Et une autre question qu’il est toujours bon de se poser : pourquoi est-ce que je pose la question? Par curiosité? Par incompréhension? En cas de doute, avant de poser une question personnelle, mieux vaut faire une recherche sur Google. Il existe énormément de ressources très détaillées qui couvrent tous ces sujets.
Changer les choses, une signature de courriel à la fois
Il y a évidemment des gestes et actions concrètes qu’on peut poser, en tant que gestionnaire, pour faciliter l’intégration d’une personne trans, qu’il s’agisse d’un.e employé.e de longue date ou d’une nouvelle recrue.
Quelques exemples :
Encourager tout le monde à indiquer ses pronoms dans sa signature de courriel : si toutes les personnes cisgenres normalisent l’utilisation des pronoms, c’est plus facile pour les personnes trans et non binaires de le faire sans se sentir ostracisées.
Réviser les politiques et pratiques de l’entreprise : sont-elles à jour? Est-ce qu’elles incluent une section sur la discrimination basée sur l’identité de genre qui tient en compte de la pluralité des genres? Est-ce que le langage utilisé est inclusif?
Offrir des formations et ateliers : il existe plusieurs organismes ayant une expertise en la matière et habitués à faire ce type de présentation en milieu professionnel. Ça permet entre autres de créer un espace bienveillant au sein duquel tout le monde peut poser des questions de tous types, sans jugement ou peur d’offenser.
Prévoir une trousse contenant des ressources pour la direction et collègues : mettre en place un guide avec des définitions et explications sur les différentes identités de genres, leurs différences par rapport aux orientations sexuelles, des exemples concrets pour les pronoms, des informations sur les meilleures pratiques et manières de gérer ces changements.
Mettre en place un système de soutien avec le département des ressources humaines : pour résoudre les potentiels conflits et offrir une médiation entre collègues et dirigeant.e.s.
Mettre à jour les informations nécessaires dès que possible : faire une "liste-maîtresse'' de tous les endroits affectés par un changement de nom d’une personne au sein du bureau (par exemple, adresse courriel, nom inscrit au registre téléphonique, cartes d’affaires, etc.)

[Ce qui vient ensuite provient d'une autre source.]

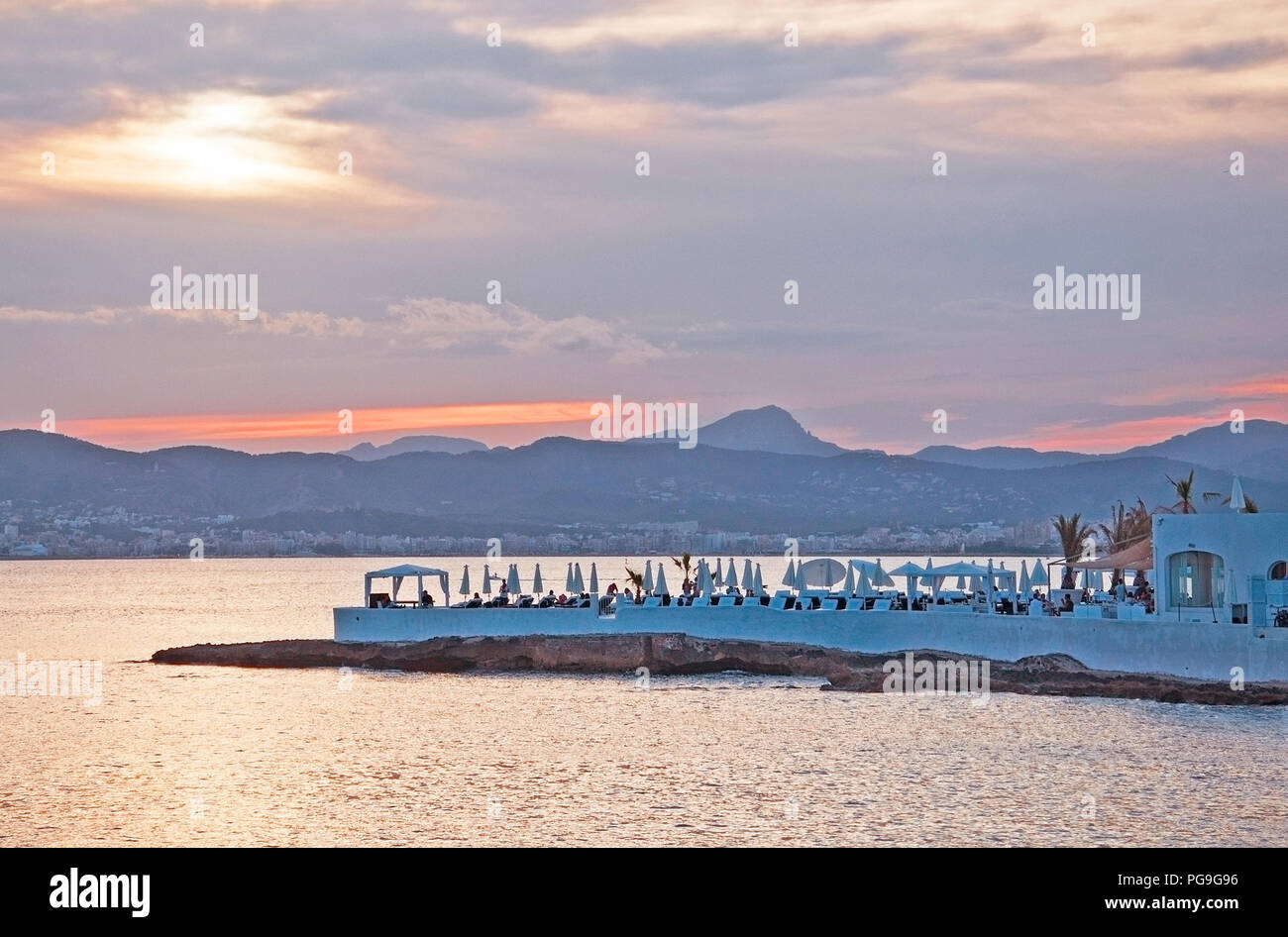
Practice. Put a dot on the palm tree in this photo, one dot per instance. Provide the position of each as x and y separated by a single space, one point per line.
1184 493
1127 528
1072 532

Écouter les demandes et besoins des employé.e.s et faire en sorte qu’ils soient respectés.
Conscientiser les consultants externes et clients : demander à l’employé s’iel voudrait avoir du soutien de la direction pour faciliter la transition.

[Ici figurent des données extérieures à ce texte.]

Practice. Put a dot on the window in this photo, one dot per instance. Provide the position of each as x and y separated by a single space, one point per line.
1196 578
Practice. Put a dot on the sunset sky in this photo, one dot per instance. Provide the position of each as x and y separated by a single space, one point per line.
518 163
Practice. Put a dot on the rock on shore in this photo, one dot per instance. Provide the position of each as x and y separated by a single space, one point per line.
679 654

En tant que gestionnaire, il est parfois difficile de savoir par où commencer. Malheureusement, ce ne sont pas tous les milieux professionnels qui sont aussi ouverts d’esprit et accueillants; c’est pourquoi il est important d’y aller progressivement et de protéger, d’abord et avant tout, l’intégrité physique et psychologique de vos employé.e.s trans. Au fond, c’est ça le plus important.